Hence, LHS = RHS = 0.
Hence, proved the given relation that $\cos {{20}^{o}}+\cos {{100}^{0}}+\cos {{140}^{0}}=0$.

Note: We can convert $\cos 100$ and $\cos 140$to $-\sin 10$ and $-\sin 50$by applying identity $\cos \left( 90+\theta \right)=-\sin \theta $. Hence, apply the formula $\sin C+\sin D=2\sin \dfrac{C+D}{2}.\cos \dfrac{C-D}{2}$ to get the answer.

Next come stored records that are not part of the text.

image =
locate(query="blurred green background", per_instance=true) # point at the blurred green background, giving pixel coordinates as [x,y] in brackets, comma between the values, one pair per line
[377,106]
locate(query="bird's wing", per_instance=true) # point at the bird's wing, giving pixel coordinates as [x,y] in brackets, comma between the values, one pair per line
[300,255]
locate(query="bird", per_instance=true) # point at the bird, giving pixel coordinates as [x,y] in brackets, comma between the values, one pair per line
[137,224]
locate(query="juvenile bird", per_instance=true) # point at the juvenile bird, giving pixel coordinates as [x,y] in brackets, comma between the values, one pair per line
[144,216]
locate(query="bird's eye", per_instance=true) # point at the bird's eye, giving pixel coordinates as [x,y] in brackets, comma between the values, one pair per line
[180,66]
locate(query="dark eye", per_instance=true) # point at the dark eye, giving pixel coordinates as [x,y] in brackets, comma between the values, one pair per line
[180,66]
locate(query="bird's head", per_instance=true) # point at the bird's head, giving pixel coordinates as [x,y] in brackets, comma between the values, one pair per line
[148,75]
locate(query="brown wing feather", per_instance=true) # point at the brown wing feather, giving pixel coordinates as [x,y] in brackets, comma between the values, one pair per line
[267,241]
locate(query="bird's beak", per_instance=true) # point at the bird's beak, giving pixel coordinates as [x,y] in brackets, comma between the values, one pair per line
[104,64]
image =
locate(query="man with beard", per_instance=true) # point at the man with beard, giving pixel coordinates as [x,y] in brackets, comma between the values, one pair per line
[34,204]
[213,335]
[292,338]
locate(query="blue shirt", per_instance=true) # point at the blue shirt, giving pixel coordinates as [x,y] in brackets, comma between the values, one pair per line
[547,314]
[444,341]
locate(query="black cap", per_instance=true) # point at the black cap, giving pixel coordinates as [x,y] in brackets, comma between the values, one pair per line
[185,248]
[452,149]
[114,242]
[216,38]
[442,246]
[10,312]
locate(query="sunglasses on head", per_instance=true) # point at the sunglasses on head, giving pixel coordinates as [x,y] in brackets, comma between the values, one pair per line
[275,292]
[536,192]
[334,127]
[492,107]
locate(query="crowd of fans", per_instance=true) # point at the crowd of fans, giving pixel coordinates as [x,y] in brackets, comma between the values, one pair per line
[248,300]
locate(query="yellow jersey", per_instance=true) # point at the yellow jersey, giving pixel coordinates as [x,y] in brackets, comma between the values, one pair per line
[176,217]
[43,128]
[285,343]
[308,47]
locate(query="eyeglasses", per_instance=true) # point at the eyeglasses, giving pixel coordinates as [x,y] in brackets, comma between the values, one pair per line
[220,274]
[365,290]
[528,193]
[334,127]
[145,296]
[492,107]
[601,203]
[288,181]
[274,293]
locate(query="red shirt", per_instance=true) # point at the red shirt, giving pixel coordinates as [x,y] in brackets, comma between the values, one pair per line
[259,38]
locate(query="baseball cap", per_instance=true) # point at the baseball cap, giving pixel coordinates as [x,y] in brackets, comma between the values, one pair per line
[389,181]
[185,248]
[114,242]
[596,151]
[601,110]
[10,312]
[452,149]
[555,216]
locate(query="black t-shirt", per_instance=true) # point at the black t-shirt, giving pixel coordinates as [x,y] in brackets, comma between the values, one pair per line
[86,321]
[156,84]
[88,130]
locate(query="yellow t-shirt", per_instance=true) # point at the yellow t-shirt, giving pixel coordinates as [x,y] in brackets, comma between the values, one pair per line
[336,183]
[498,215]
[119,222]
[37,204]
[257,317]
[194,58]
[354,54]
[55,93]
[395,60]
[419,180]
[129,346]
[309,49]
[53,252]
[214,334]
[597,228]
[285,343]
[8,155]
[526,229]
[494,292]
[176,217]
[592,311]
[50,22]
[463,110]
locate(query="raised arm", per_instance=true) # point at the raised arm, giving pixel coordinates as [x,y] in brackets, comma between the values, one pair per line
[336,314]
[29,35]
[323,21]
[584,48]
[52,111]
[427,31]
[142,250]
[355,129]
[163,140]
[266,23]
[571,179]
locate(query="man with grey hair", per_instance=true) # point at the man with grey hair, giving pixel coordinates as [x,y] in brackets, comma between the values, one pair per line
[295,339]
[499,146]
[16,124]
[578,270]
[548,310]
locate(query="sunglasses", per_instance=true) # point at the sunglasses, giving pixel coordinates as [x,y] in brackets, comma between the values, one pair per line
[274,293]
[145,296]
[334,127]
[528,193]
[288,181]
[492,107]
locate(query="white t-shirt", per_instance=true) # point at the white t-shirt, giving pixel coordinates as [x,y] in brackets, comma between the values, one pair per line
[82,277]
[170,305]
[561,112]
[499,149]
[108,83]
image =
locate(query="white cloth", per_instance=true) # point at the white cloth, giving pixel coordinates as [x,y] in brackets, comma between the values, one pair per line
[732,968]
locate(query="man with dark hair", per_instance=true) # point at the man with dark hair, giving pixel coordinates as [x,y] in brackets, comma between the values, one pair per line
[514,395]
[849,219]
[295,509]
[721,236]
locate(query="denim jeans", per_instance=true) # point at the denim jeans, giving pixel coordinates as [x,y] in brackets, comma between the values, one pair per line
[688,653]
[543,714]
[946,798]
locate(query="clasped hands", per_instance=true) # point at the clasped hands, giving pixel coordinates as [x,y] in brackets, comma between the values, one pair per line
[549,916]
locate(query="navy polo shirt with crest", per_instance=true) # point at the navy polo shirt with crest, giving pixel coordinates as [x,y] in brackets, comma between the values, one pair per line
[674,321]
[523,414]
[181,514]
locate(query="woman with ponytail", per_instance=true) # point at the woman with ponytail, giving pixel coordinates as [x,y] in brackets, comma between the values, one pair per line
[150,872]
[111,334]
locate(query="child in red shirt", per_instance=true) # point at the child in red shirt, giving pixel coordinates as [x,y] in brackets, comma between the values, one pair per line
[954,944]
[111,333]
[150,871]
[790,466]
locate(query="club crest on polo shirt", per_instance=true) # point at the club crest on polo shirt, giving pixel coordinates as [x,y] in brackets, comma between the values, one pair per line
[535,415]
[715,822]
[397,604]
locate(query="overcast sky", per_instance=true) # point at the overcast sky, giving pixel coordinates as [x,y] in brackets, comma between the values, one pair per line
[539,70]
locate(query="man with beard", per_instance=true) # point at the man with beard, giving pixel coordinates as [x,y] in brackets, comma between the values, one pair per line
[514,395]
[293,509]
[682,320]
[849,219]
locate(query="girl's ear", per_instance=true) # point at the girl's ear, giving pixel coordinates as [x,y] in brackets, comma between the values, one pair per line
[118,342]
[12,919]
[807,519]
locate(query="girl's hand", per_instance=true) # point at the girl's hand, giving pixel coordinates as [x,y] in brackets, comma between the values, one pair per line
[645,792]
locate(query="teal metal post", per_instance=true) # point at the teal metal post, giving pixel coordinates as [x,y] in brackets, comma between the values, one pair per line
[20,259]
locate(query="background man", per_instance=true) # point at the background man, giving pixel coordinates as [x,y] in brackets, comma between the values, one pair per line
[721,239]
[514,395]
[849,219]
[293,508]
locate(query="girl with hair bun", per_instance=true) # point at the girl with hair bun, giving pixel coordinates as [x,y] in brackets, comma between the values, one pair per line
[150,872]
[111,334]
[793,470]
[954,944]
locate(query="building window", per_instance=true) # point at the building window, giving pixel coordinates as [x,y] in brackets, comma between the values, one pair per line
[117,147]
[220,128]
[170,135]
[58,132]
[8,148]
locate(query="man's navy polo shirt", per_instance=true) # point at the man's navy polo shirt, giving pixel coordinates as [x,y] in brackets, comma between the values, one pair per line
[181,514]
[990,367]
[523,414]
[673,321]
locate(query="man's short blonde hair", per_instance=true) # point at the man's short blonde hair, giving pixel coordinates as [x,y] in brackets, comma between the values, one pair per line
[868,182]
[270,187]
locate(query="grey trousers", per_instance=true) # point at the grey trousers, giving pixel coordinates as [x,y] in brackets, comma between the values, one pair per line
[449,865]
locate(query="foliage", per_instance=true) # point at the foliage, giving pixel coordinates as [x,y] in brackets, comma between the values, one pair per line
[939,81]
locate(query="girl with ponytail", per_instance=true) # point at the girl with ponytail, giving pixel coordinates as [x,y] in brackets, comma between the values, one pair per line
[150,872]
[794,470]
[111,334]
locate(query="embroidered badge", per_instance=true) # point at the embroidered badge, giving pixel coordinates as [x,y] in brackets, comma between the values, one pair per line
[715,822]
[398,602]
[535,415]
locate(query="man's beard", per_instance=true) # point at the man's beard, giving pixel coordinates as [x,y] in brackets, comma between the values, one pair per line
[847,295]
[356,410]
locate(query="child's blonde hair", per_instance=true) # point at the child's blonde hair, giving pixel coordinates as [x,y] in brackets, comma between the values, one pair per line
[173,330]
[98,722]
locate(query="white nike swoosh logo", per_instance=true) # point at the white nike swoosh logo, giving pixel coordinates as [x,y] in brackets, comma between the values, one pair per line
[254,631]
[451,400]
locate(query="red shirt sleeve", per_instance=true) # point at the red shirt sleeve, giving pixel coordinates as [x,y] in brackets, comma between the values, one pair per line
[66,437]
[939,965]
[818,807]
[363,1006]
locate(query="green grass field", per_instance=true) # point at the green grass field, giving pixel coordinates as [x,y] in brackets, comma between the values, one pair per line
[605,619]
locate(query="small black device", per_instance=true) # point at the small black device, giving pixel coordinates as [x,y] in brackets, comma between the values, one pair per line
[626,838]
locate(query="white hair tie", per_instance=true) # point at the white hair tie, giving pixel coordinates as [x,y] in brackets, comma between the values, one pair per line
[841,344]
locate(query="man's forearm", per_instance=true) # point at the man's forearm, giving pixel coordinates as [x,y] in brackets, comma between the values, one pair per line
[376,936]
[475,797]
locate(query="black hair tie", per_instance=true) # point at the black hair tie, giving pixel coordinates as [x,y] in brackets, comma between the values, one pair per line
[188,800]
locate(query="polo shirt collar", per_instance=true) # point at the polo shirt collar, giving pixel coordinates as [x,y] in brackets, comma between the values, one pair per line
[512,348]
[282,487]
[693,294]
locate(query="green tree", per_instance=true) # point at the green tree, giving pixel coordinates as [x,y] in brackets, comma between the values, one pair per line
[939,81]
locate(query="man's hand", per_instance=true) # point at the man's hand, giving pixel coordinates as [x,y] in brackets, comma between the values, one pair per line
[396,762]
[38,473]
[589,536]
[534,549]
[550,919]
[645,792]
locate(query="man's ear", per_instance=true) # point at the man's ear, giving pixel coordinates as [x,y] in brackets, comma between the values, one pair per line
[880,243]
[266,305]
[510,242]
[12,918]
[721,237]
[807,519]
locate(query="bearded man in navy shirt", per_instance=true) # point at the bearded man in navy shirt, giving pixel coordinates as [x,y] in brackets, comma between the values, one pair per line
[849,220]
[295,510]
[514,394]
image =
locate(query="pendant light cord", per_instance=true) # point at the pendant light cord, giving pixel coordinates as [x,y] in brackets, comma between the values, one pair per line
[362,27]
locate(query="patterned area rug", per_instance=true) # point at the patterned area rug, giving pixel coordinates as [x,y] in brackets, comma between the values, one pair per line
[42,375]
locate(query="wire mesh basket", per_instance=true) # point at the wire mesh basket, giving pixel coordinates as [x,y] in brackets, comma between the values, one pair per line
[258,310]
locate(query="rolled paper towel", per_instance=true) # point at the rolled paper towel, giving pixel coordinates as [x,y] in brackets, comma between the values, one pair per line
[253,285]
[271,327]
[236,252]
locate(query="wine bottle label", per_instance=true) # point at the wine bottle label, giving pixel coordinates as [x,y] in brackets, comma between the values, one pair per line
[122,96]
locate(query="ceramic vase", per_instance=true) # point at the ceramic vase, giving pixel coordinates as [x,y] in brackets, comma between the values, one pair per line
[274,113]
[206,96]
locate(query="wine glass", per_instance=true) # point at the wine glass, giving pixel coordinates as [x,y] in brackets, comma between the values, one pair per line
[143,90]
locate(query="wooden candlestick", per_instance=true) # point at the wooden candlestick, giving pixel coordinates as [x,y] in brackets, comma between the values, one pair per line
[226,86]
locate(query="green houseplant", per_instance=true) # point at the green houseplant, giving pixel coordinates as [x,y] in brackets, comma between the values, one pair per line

One can get confused with the formula of $\cos C+\cos D$. He/she may apply formula as $2\sin \dfrac{C+D}{2}\sin \dfrac{C-D}{2}$ Or $2\sin \left( \dfrac{C+D}{2} \right)\cos \left( \dfrac{C-D}{2} \right)$ which are wrong; so be clear with the trigonometric identities to get the accurate solution.
One can try to calculate exact values of $\cos {{20}^{o}}$, $\cos {{100}^{o}}$ and $\cos {{140}^{o}}$ which is the waste of time and wrong approach as well.
So, try to use trigonometric identities to simplify the given expression. Getting values of given trigonometric functions is a complex task, so go by concept not waste your time.